8. The neural modulation method for controlling premature ejaculation based on multimodal biosensing and AI algorithms according to claim 7, characterized in that, The step of adjusting the learning rate during the update and optimization process based on implicit feedback to construct a global dynamic learning rate mechanism includes: Based on the type of active behavior and the error value of active operation, the implicit feedback events in the implicit feedback mechanism are classified into levels, the level of feedback events is determined, and a basic learning rate coefficient is assigned. The active operation error value is statistically analyzed to quantify the error fluctuation value, and the instantaneous fluctuation metric is calculated by combining the signal-to-noise ratio of physiological characteristic signals. The sign of the active operation error value is determined, and the continuity consistency factor is calculated; The initial learning rate during the update and optimization process is adjusted based on the continuous consistency factor, the instantaneous fluctuation metric, and the basic learning rate coefficient to obtain the dynamic learning rate. A global dynamic learning rate mechanism is constructed by setting boundaries and introducing decay factors for the dynamic learning rate.

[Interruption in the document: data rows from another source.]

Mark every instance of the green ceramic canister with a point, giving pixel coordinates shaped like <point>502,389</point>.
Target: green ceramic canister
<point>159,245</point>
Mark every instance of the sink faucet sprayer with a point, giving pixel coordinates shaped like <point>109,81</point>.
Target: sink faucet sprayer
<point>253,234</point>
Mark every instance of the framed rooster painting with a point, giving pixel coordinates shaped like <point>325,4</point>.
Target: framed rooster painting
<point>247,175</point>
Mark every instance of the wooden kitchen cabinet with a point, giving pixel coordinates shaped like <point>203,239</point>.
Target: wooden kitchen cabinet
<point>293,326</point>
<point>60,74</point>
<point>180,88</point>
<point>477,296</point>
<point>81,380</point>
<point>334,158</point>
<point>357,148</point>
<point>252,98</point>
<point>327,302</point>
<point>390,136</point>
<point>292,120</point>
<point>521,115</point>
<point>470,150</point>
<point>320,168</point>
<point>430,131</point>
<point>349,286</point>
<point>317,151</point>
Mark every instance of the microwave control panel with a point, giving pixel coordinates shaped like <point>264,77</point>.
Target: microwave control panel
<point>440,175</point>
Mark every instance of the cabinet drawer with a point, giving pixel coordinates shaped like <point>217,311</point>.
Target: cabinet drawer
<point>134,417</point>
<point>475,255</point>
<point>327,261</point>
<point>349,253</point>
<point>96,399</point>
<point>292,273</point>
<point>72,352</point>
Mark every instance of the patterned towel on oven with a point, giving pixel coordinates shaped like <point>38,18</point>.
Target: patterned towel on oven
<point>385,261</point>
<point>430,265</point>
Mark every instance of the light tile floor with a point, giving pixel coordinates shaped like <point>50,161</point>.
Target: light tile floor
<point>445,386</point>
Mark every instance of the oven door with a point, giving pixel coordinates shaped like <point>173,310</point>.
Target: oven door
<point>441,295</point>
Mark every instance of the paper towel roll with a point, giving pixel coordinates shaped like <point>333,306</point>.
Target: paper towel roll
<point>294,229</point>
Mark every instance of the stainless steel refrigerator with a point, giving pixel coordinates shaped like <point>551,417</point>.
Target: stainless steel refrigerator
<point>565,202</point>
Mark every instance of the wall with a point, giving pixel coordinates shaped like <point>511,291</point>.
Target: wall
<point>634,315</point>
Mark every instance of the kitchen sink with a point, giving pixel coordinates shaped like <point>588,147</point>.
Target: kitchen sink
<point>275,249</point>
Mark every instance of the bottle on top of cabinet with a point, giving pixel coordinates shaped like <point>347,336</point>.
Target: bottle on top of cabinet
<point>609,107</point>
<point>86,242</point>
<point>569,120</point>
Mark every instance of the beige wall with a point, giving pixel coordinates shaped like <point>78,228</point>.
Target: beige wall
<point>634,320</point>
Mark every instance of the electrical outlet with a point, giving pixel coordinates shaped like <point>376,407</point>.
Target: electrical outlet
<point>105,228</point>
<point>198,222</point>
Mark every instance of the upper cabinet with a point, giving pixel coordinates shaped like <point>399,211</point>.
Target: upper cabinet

9. A neural modulation system for controlling premature ejaculation based on multimodal biosensing and AI algorithms, used to implement the neural modulation method for controlling premature ejaculation as described in any one of claims 1-8, characterized in that, include: The data acquisition and execution terminal is used to monitor and process different physiological activities of the human perineum, obtain multidimensional physiological response signal clusters, and identify and judge the type of excitatory nodes based on the excitability curve model to match behavioral intervention strategies. The control intervention end is used to update and optimize the excitement curve model based on active behavior and implicit feedback mechanisms, and to correct the behavioral intervention strategy. The processing interface is used to calculate the overall arousal level and construct an arousal curve model based on historical multidimensional physiological signals combined with preset physical patterns.
10. A storage medium storing at least one instruction, at least one program, a code set, or an instruction set, wherein the at least one instruction, the at least one program, the code set, or the instruction set is loaded and executed by a processor to implement the premature ejaculation control neuromodulation method as described in any one of claims 1 to 8.